Beyond the World We Know: Abstraction in Photography

The Norton Simon exhibit features fine prints by some of the 20th century’s great photographers.

The Norton Simon is renowned for its expansive art collections, and its new exhibit Beyond the World We Know: Abstraction in Photography (Nov. 22-April 6, 2020) maintains that reputation. The exhibition offers visitors a unique, intimate experience featuring works by some of the 20th century’s most acclaimed photographers, including Barbara Morgan, Frederick Sommer, Arthur Siegel, Minor White, and Edward Weston.

“Photography is often thought of as a ‘truth’ event: the depiction of a person or an event. [Even] posts on social media or for commemorative purposes are examples,” explains Gloria Williams Sander, curator of the exhibition. In her selection, she looked to photo artists who used the tools of their medium—not just the camera, but also enlargers and the darkroom and its accoutrements—to tilt viewers’ expectations of what photography can do. “All of the artists in the exhibit were born before the mid-20th century, so their work is far in advance of digital editing programs,” Sander says.
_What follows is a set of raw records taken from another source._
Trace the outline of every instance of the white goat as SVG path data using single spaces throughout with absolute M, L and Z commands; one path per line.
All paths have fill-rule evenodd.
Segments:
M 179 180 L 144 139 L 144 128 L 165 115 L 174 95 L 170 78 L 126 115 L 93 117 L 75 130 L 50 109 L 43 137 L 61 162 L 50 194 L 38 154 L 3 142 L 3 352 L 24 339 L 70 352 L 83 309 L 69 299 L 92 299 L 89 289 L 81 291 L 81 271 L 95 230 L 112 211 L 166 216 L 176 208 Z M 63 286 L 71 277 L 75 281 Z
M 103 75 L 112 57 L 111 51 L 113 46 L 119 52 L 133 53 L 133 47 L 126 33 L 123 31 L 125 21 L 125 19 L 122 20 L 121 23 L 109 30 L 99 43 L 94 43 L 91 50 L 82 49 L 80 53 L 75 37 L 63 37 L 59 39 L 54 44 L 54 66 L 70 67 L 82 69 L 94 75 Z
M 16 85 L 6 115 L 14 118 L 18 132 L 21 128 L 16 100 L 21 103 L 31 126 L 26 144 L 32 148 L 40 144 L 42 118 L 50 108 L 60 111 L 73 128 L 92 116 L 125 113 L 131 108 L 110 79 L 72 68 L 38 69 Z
Beyond the World We Know provides an opportunity to look at the more expressive possibilities of photography and the ways in which elements such as light, shadow, pattern, and point of view can be manipulated. “I hope visitors will take away an appreciation for the unique photography produced through the chemical mysteries of the darkroom,” Sander says, “and for the creativity of the artists who employed strategies, from extreme close-up and cropping to solarization and light drawing, and even to creating photographs without the camera.”